Post written by Minho Hwang, PhD, and Seung Woo Lee, MD, PhD, from the Department of Mechanical Engineering, Korea Advanced Institute of Science and Technology (KAIST), Daejeon, and the Division of Gastroenterology, Department of Internal Medicine, College of Medicine, The Catholic University of Korea, Seoul, Republic of Korea.
This study aimed to evaluate the feasibility of a new traction method using a dexterous robotic arm (PETH) in ex vivo gastric endoscopic submucosal dissection (ESD). The PETH was designed to be attached to a conventional endoscope by adjusting the number and direction of the robotic arm, depending on the type of endoscopic procedure. Various standard accessory instruments can be introduced and actively guided through the internal channel provided by the robot arm.

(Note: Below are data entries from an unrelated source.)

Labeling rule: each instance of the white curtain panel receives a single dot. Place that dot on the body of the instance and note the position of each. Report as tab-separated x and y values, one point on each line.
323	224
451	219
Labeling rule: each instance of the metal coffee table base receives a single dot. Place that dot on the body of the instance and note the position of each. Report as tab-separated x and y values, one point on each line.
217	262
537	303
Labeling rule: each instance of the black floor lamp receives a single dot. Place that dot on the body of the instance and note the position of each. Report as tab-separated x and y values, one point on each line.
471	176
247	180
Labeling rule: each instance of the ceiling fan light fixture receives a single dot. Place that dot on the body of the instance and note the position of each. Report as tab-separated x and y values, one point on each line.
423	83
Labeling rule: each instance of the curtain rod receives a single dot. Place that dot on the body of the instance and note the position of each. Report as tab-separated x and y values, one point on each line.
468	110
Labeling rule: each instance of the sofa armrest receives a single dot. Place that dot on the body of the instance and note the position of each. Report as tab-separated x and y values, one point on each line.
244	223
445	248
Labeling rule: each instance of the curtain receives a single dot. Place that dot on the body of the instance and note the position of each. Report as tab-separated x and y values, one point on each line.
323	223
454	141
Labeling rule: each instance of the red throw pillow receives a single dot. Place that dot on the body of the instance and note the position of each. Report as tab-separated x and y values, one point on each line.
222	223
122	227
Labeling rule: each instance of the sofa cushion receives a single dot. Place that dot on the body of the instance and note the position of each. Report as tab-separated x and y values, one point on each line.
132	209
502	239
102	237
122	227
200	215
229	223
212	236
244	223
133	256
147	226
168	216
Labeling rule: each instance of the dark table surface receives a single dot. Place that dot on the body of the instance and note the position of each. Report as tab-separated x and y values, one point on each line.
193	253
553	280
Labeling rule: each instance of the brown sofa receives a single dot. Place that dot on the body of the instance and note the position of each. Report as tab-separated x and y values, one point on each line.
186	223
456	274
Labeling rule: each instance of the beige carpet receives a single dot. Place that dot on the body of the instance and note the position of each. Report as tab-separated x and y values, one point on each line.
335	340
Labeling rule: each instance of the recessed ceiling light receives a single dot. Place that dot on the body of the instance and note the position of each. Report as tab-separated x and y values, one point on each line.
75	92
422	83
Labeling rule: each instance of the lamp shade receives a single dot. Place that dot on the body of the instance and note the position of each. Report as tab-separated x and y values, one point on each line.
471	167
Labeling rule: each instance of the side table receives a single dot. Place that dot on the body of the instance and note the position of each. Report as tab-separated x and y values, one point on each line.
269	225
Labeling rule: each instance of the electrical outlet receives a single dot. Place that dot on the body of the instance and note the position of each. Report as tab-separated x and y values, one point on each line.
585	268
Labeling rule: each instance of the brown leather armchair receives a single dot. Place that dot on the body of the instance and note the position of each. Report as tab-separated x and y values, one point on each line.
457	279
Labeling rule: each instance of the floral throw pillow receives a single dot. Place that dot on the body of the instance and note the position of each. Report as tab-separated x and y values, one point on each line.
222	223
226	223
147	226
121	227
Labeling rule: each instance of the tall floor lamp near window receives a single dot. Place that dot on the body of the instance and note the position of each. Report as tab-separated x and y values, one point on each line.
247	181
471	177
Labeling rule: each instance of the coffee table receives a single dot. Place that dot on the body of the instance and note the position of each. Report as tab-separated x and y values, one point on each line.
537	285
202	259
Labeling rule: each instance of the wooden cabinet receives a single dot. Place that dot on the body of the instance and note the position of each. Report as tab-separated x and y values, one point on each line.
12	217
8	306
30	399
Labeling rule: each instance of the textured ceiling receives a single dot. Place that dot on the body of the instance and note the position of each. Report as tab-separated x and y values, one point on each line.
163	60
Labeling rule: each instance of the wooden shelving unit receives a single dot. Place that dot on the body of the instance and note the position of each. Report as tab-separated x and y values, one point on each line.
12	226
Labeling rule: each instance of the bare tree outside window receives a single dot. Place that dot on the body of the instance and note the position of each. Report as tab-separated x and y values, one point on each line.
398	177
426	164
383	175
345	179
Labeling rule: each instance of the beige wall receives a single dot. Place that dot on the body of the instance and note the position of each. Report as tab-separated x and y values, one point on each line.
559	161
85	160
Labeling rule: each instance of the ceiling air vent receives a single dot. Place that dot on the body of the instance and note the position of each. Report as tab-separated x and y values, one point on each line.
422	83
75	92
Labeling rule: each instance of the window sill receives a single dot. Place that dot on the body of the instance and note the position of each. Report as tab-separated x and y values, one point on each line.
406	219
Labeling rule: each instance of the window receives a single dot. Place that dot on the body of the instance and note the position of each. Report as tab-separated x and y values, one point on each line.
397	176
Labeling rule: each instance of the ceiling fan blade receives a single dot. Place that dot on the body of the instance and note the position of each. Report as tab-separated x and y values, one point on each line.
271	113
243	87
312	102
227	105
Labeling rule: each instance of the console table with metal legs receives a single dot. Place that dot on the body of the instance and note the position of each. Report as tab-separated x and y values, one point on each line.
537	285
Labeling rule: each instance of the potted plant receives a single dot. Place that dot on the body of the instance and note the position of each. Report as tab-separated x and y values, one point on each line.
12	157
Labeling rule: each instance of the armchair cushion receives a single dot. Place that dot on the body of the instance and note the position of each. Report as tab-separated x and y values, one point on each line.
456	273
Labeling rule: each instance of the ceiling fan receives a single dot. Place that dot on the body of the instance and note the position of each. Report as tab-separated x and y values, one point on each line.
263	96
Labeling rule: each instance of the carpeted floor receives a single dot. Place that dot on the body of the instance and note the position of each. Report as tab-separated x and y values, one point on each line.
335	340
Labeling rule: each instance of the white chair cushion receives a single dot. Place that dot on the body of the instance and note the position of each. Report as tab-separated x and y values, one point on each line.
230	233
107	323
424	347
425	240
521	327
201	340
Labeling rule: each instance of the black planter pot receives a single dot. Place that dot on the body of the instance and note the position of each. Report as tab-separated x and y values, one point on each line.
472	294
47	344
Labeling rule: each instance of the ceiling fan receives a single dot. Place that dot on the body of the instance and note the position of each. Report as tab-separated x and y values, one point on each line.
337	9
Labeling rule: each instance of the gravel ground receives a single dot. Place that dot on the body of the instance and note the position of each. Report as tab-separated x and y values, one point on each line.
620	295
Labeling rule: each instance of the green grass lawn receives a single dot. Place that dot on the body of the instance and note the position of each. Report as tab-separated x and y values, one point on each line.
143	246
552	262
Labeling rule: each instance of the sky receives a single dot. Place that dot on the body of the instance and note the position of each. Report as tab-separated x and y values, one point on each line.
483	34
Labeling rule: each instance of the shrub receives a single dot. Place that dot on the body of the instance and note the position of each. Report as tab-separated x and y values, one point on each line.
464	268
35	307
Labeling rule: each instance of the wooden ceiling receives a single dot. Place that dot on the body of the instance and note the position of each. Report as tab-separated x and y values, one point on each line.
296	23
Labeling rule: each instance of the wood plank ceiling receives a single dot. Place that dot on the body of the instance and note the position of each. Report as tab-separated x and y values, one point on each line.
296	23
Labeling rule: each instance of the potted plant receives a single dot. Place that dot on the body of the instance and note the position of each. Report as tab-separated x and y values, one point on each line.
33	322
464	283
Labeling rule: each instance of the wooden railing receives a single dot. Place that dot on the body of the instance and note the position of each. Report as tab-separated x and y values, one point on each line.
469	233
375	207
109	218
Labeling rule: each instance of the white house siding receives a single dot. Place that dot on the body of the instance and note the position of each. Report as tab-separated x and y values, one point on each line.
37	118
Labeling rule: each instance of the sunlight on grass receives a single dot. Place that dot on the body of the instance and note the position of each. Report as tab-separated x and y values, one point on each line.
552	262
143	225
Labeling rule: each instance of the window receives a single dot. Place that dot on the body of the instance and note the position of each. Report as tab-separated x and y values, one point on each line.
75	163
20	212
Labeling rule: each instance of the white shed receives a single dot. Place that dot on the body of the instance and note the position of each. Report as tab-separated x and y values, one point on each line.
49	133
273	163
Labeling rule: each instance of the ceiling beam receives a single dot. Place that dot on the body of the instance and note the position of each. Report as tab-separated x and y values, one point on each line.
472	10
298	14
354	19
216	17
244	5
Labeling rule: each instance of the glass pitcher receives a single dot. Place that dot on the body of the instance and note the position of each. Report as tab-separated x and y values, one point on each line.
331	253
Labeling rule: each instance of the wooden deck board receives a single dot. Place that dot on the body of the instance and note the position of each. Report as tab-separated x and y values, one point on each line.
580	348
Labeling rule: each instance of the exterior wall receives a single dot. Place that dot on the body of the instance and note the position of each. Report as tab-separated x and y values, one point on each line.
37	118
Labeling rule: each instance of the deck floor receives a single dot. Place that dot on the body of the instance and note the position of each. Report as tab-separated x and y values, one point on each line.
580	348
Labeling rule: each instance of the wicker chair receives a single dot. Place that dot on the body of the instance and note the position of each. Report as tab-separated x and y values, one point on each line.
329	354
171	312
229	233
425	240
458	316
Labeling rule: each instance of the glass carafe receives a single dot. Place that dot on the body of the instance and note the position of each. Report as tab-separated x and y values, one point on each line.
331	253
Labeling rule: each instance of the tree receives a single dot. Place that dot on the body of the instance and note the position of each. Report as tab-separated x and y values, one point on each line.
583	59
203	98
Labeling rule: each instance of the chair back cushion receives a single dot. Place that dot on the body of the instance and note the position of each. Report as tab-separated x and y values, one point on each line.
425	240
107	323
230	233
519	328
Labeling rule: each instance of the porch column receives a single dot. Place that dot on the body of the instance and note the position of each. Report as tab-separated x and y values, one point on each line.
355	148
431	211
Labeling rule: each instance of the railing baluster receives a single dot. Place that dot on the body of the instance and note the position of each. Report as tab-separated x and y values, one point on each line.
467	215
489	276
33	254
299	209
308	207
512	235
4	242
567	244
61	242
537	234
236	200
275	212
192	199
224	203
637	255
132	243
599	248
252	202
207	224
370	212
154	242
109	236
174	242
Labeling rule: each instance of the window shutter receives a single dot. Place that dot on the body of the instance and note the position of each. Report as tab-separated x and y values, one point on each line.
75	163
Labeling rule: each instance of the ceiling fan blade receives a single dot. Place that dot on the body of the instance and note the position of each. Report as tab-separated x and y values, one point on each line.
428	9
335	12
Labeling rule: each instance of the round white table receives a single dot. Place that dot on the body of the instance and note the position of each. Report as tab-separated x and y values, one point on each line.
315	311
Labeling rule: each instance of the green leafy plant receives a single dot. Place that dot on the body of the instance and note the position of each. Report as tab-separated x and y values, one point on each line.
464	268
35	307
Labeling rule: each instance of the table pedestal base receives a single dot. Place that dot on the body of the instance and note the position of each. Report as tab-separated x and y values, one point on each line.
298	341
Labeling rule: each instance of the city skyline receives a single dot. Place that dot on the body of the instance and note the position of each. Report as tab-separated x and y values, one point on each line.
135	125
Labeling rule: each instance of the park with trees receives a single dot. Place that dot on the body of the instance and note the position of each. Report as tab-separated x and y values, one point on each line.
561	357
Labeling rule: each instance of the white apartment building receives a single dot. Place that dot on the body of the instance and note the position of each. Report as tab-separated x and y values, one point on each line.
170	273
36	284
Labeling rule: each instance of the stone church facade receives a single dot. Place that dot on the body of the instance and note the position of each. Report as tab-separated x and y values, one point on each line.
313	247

ESD is considered technically difficult and challenging using a conventional flexible endoscope, mainly due to the lack of proper countertraction to expose the submucosal dissection plane. Various methods have been attempted to achieve proper countertraction during ESD. However, they have limitations in that the direction of traction is not adjustable and regrasping is not allowed. The countertraction method using the PETH significantly improved the dissection speed and reduced blind dissection by enhancing direct visualization of the submucosal plane. With the advantages of multidirectional traction, fine-tension control, and regrasping, this new device is expected to improve the performance of ESD and further facilitate advanced endoscopic procedures. After modifcations and refinement of PETH , human application and the ESD trial of other parts like the colon and esophagus will also be possible.
Our results provide a clear distinction in terms of the procedure time, dissection speed, blind dissection rate, and injection volume between PETH-ESD and conventional ESD achieved by enhancing direct visualization of the submucosal plane. We expect that with multiple robotic arms, the proposed device would facilitate endoscopic procedures such as natural orifice transluminal endoscopic surgery as well as advanced endoscopic procedures.
Figure 1. A, The PETH was designed to be attached to a conventional endoscope by adjusting the number and direction of the robotic arms depending on the type of endoscopic procedure. B, Operation of the PETH is intended to assist the main doctor in manipulating the endoscope in a conventional manner by controlling the robot arm using the master device. C, The PETH comprises a robotic arm, master device, graphics simulator, and motor pack.